Candidate teams will then work to optimize the chosen ventilator design to allow the production of a ventilator for $1000 CAD or less. Teams must produce a manufacturing package that will be reviewed and judged by experts based on defined manufacturability and financial criteria. Candidate teams will also have ongoing access to consultants (e.g. aPriori) to assist the cost optimization process.
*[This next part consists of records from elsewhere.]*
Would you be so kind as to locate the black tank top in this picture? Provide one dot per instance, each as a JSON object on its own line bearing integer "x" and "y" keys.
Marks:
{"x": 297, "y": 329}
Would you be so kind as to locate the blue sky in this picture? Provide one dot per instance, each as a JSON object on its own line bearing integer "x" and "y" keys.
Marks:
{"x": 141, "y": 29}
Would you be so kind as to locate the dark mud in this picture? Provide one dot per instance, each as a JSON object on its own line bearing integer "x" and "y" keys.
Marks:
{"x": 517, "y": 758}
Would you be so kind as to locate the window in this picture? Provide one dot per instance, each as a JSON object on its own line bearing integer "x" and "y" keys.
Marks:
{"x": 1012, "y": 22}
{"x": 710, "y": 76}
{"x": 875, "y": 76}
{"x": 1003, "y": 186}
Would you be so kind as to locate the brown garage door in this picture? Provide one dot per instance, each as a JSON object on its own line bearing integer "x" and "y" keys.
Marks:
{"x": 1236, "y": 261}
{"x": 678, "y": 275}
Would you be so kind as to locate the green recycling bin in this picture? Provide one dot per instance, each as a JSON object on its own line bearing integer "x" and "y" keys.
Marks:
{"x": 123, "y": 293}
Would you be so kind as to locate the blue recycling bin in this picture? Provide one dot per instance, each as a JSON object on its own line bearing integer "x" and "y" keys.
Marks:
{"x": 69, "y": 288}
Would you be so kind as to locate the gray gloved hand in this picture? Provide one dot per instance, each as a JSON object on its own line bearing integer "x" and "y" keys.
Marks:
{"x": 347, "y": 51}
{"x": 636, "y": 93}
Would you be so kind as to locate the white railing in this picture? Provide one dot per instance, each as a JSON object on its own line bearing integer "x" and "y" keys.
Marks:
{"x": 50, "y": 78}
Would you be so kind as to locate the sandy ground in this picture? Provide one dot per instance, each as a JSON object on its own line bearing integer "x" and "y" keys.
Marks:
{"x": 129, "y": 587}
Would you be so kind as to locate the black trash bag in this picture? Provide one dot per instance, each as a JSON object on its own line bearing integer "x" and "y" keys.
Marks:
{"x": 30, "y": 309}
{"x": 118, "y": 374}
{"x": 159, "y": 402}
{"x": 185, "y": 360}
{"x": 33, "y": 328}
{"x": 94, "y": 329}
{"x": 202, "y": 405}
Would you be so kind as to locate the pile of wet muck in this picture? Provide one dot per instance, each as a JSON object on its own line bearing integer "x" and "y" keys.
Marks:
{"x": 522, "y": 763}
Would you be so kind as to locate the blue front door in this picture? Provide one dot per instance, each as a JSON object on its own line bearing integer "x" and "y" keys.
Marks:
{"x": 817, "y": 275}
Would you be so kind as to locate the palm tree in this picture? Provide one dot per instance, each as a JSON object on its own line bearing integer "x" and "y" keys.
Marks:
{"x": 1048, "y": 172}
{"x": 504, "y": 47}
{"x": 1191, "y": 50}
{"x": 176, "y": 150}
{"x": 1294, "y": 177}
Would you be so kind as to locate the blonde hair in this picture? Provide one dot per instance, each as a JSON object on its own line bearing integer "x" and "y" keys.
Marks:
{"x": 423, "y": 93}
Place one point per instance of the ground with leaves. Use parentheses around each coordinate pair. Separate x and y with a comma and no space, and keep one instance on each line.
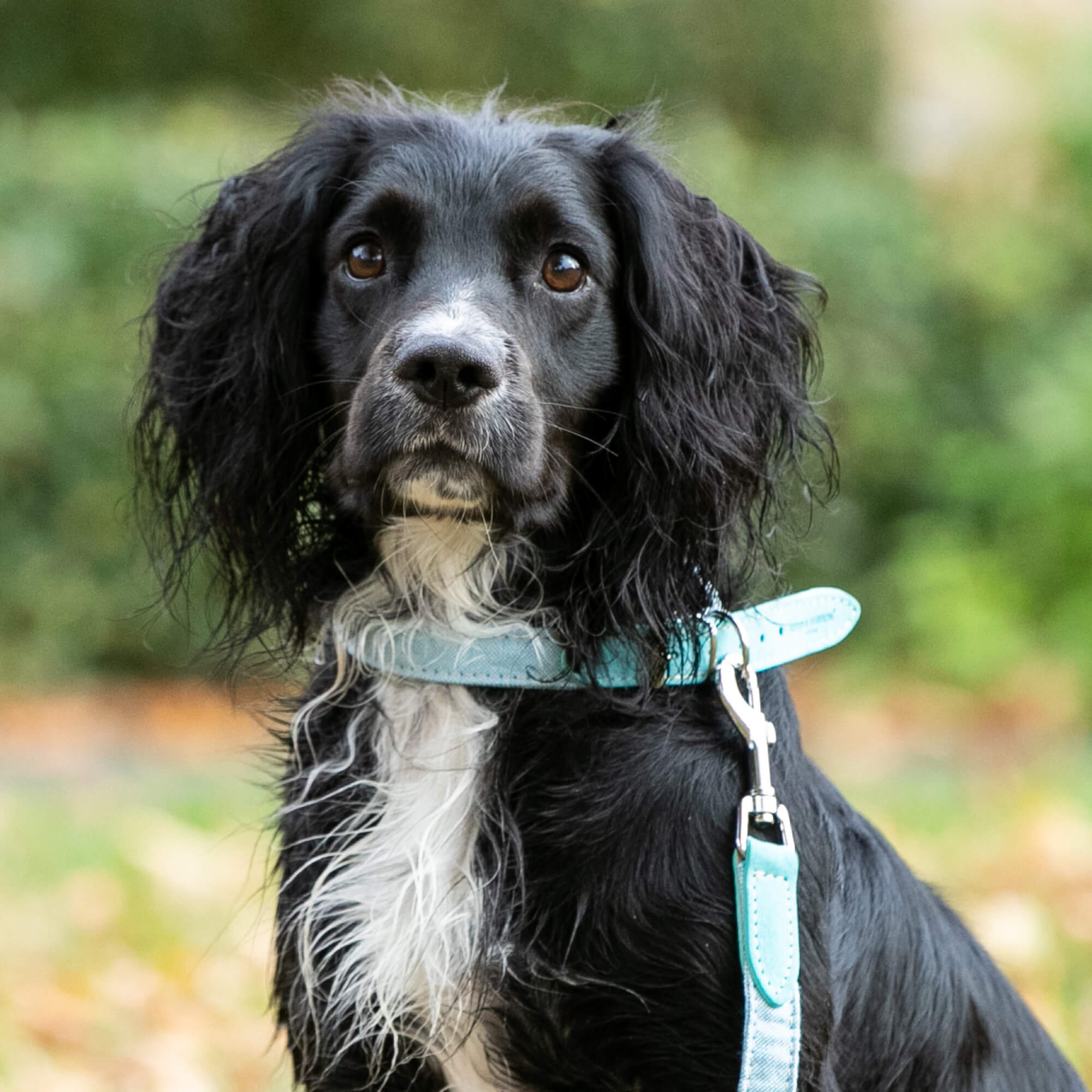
(135,921)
The manufacturing package must comprise a full package composed of any documents or other materials such as prototypes, designs and design histories, instructions, procedures, methods of construction, compositions of matter, models, specially designed tools, communications, texts, presentations or videos relating to the Challenge, and as needed by other manufacturers to adopt the design for production at their facility and obtain regulatory approval for that device.
In addition to the manufacturing package, the teams must provide access to the full dossier of test results and other information relevant to the regulatory approval process--essentially all material needed for another manufacturer to be able to file for rapid authorization to produce the device.
3. Winner Announcement
The first candidate team to successfully complete a Financial Assessment and obtain Regulatory Approval by Health Canada or FDA will win the challenge and receive compensation up to $300,000 CAD.
Information on the design teams
Information on the Ventilator Designs will be made available by material and documents provided by the Design Teams to the Candidate Teams. Some of these will be shared on this site.